Effect of pH changes on unfolding equilibrium of BO in ethanol

In our previous studies, we used the change in FRET between tryptophan donors (Trp 86 and Trp 182) and a dansyl acceptor on Lys 41 (figure 1) as a signal for unfolding of BO (9). Sensitized emission at the dansyl emission maximum of 490 nm was observed from 285 nm tryptophan excitation in aqueous micelles, but the sensitized emission disappeared in 90% ethanol. The samples were prepared from aliquots of dried protein which had been solubilized in a small amount of 90% formic acid. We showed that the high acetate buffer concentration in the final samples held the pH at 4.6 in water. Although we did not attempt to measure the pH in the non-aqueous solutions, we assumed that the acidity of formate and acetate would be similarly diminished by the non-aqueous solvent. However, on further examination we now find that in 90% ethanol, with 0.15 M acetate and 0.07 M formic acid, the acetate almost completely loses its buffering capacity, but the formic acid is mostly dissociated (18). Therefore, not only did our protein samples in the previous study undergo a decrease in solvent polarity as the solvent varied between water and 90% ethanol, but there was also an increase in acidity. It is necessary to separate solvent-induced unfolding effects from possible acid-induced unfolding.

Figure 1. Fluorescence resonance energy transfer donors and acceptors.

Figure 1

Amino acid sequence of bacterio-opsin is shown with α-helices drawn as helical nets. Helices are lettered A-G from amino to carboxyl terminus. Energy donors and acceptors are numbered by sequence position: predominant tryptophan donors, 86 and 182; dansyl acceptors (attached in separate experiments), 41, 163 or 222. For acceptor attachment to positions 163 and 222, cysteine mutants were used. Proteolytic fragments (C1, V1, and V2) are identified by brackets.

We prepared dansyl-Lys 41-labeled BO samples as in the previous study and then washed out the formic acid by ultrafiltration. As shown in fig. 2, curve A, when the formic acid is removed, a large sensitized emission peak is observed at 285 nm, characteristic of folded BO. Curve B shows an identical sample with 0.08 M formic acid added, demonstrating the low sensitized emission at 285 nm, characteristic of partially unfolded BO. When HCl is added to reach the same value of pH* as in formic acid, the same loss of sensitized emission is observed (data not shown), thus suggesting that the effect is due to acid, not formate.
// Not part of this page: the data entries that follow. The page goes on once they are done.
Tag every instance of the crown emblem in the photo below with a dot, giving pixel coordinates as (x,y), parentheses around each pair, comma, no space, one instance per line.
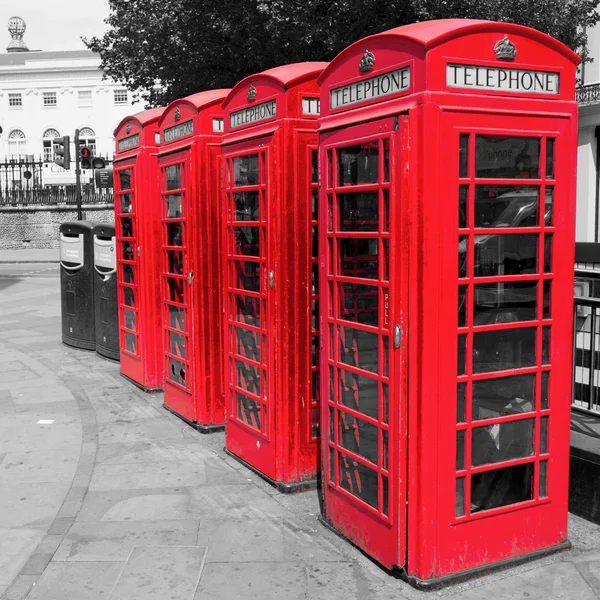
(505,49)
(366,62)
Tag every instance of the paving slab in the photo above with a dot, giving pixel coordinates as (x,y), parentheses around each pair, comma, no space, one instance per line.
(110,541)
(159,572)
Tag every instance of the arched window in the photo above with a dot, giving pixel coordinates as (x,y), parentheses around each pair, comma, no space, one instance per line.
(87,137)
(48,136)
(17,144)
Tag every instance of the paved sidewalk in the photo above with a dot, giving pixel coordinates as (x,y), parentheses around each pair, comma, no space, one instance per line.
(117,499)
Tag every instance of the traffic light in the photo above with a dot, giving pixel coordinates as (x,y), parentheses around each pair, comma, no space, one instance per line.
(62,153)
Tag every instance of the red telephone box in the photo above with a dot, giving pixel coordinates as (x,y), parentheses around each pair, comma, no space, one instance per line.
(137,227)
(447,207)
(190,237)
(269,199)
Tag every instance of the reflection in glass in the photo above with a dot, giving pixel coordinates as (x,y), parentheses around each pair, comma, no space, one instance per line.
(173,176)
(504,302)
(359,257)
(506,206)
(246,206)
(501,442)
(501,487)
(503,349)
(245,169)
(359,348)
(507,157)
(359,393)
(125,180)
(359,303)
(503,396)
(359,212)
(359,164)
(510,254)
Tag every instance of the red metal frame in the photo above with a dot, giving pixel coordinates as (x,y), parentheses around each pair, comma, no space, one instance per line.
(268,187)
(190,265)
(136,227)
(484,478)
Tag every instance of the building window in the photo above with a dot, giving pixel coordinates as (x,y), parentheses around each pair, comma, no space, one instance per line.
(17,144)
(48,136)
(15,100)
(49,98)
(120,96)
(85,97)
(87,137)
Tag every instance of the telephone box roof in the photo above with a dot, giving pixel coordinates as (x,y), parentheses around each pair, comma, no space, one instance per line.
(433,33)
(284,76)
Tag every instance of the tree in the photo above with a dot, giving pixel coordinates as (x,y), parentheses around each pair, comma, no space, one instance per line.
(166,49)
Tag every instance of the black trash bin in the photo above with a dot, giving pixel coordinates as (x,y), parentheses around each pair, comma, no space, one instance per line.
(77,284)
(105,291)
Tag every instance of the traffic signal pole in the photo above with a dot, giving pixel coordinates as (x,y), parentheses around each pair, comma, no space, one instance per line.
(78,177)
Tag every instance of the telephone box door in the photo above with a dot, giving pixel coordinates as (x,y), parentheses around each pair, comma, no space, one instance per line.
(248,311)
(364,308)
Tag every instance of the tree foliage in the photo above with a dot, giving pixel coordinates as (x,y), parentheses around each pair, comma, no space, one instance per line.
(166,49)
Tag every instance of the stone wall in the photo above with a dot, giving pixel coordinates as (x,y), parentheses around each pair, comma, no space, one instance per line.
(37,226)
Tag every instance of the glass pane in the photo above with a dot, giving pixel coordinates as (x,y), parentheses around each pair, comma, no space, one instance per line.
(125,179)
(460,450)
(358,435)
(506,206)
(247,240)
(503,396)
(507,157)
(177,371)
(177,317)
(359,480)
(246,275)
(177,344)
(504,302)
(359,212)
(550,158)
(501,487)
(359,303)
(127,226)
(359,393)
(174,234)
(464,156)
(247,309)
(460,497)
(543,478)
(359,164)
(173,206)
(246,206)
(544,435)
(501,442)
(129,319)
(463,193)
(461,390)
(130,342)
(248,377)
(248,410)
(503,349)
(245,169)
(359,257)
(125,203)
(359,348)
(173,176)
(247,343)
(512,254)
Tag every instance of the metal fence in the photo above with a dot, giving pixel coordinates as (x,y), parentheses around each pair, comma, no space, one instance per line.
(25,181)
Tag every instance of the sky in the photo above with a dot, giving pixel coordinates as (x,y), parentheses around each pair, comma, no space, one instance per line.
(54,24)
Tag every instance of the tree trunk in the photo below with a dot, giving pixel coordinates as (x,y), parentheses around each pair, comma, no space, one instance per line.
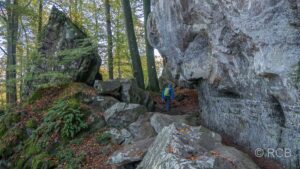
(152,75)
(12,33)
(40,21)
(134,51)
(109,40)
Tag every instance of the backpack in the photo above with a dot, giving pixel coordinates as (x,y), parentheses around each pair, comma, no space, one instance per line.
(167,91)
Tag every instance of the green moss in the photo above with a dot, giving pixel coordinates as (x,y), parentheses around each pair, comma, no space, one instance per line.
(11,117)
(68,117)
(31,123)
(42,161)
(103,138)
(70,159)
(3,129)
(35,96)
(77,141)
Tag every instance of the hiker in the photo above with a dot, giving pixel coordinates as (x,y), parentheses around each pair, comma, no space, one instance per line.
(167,95)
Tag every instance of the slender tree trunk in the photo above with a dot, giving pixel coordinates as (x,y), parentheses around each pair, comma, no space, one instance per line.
(152,75)
(12,34)
(40,21)
(134,51)
(109,40)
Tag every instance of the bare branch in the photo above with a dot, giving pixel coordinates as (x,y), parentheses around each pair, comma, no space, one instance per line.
(3,51)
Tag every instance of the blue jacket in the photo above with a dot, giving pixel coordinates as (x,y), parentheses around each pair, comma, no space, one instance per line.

By varying the amount of organic acid added, we obtained a spectrofluorometric titration, as shown in fig. 3, left curve. The data can be fit with an apparent pK of 4.75. There is no evidence of cooperativity in the titration, suggesting there is a single group or class of groups that, when protonated, causes helix B (containing the FRET acceptor) to move away from helix C and helix F (containing the FRET donors). The unfolding reaction is complete within 100 msec, but on a time scale of minutes it is irreversible (S. R. Alloor & R. Renthal, unpublished experiments).

Figure 2. Partial unfolding of BO in 90% ethanol.

Figure 2

A. BO sample was washed on microcon-30 ultrafiltration membrane to remove formic acid. B. BO in 80 mM formic acid. Both samples contained 10 mM ammonium acetate buffer.

Figure 3. Acid-induced unfolding of bacterio-opsin.

Figure 3

Fraction of folded protein measured by FRET from tryptophan donors to dansyl acceptors. Acceptors: solid line (circles), dansyl groups on Lys 41 (helix B); short dashed line (triangles), dansyl groups on Cys 163 (EF loop); long dashed line (squares), dansyl groups on Cys 222 (helix G). Conditions: 9:1 ethanol:water (v:v), 10 mM ammonium acetate. Titrated with formic and trifluoroacetic acid. pH*: glass electrode measurements uncorrected for junction potentials in 90% ethanol. Lines calculated from pKs in table 1, and error bars indicate standard deviations from lines.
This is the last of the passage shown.